Given these two arrays:

[5, 3, 4, 1, 2]

[1, 3, 2, 4, 5]

Find the maximum subsequence in both arrays that the index of the elements are in a crescent order:

Example: [3, 4] it's an answer because the indexes are in a crescent way in both arrays. (same as [1, 2]). Therefore, the subsequence the answer [3, 4, 1] is wrong, because the indexes are the crescent in the first array, but not on the second one.

The output of the program should be the length of the max non-contiguous subarray.
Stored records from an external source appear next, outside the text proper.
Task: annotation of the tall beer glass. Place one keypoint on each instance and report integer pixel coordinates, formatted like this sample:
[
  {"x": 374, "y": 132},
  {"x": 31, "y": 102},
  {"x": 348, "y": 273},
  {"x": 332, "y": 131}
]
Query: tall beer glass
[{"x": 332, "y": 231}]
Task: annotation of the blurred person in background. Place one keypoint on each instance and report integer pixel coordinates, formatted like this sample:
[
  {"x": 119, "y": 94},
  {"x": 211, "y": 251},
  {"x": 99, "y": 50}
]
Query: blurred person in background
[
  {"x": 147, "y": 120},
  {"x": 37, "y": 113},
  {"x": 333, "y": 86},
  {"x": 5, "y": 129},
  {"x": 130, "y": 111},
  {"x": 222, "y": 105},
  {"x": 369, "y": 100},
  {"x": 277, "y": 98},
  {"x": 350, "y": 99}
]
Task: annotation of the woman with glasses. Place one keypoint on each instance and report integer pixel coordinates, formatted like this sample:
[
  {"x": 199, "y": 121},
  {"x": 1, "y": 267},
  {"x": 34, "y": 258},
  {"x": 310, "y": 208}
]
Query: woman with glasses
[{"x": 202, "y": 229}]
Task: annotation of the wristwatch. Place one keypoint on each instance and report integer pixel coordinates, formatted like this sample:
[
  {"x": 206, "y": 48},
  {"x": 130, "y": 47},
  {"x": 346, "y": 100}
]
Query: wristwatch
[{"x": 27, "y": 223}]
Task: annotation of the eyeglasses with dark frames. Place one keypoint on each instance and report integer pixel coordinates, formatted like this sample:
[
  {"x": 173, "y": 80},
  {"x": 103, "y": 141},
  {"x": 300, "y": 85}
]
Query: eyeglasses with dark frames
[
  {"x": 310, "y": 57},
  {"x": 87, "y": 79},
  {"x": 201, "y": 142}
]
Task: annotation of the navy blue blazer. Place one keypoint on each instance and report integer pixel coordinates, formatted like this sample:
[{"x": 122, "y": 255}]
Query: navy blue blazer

This is the code I wrote for solving this, but it only takes the first subarray, and I'm having difficulty to generate the other possibilities

vector<pair<int, double>> esq;
vector<pair<int, double>> dir;
// N is the size of esq and dir
// pair<int, double> where int is the key (show in the example array) and double is the value, used for sort previously.
int cont = 1;
for (int i = 0; i < N - 1; i++)
{
    int cont_aux = 1;
    pair<int, double> pivot = esq[i];
    auto it_dir = find_if(dir.begin(), dir.end(), [&pivot](const pair<int, double> &p) { return p.first == pivot.first; });
    int last_index = it_dir - dir.begin();

    for (int j = 0; j < N; j++)
    {
        pair<int, double> actual = esq[j];
        auto it = find_if(dir.begin(), dir.end(), [&actual](const pair<int, double> &p) { return p.first == actual.first; });
        int pos = it - dir.begin();

        if (pos >= last_index) {
            last_index = pos;
            cont_aux++;
        }
    }

    cont = max(cont, cont_aux);
}

cout << cont << endl;

Answer 1

lista_test = [5,3, 4,1,7, 2]
lista2_test = [5,1,3, 2, 4,7]

def max_nocontigoous(list_a,list_b):
    #lets suppose that the list is ordered.
    count_i = 0
    count_j_previous = 0
    count_j = 0 
    counter_exclusive = 0
    listDouble = list()
    indice_real = 0
    for i in range(len(list_a)):
        try:
            element_a = list_a[i]
            if element_a in list_b and list_b.index(element_a)>=count_j:
                if count_j_previous != count_j:
                    listDouble[len(listDouble)-1].append(element_a)
                    count_j_previous = count_j
                else:
                    if(i == 0):
                        count_j_previous  -= 1
                    listDouble.append([element_a])
            else:
                listDouble.append([element_a])
                count_j_previous = count_j
                count_j = list_b.index(element_a)   
        except IndexError:
            print("Error in: " +str(i) + " iteration")
    return listDouble

print(max_nocontigoous(lista_test,lista2_test))

Notice that i have considered the first array or list in my case only can be a list whose values are in order and consecutively. I have just considered it because i have followed your example where you have an array with consecutively values ordered and the next array could be not necessarily consecutively. Good Look!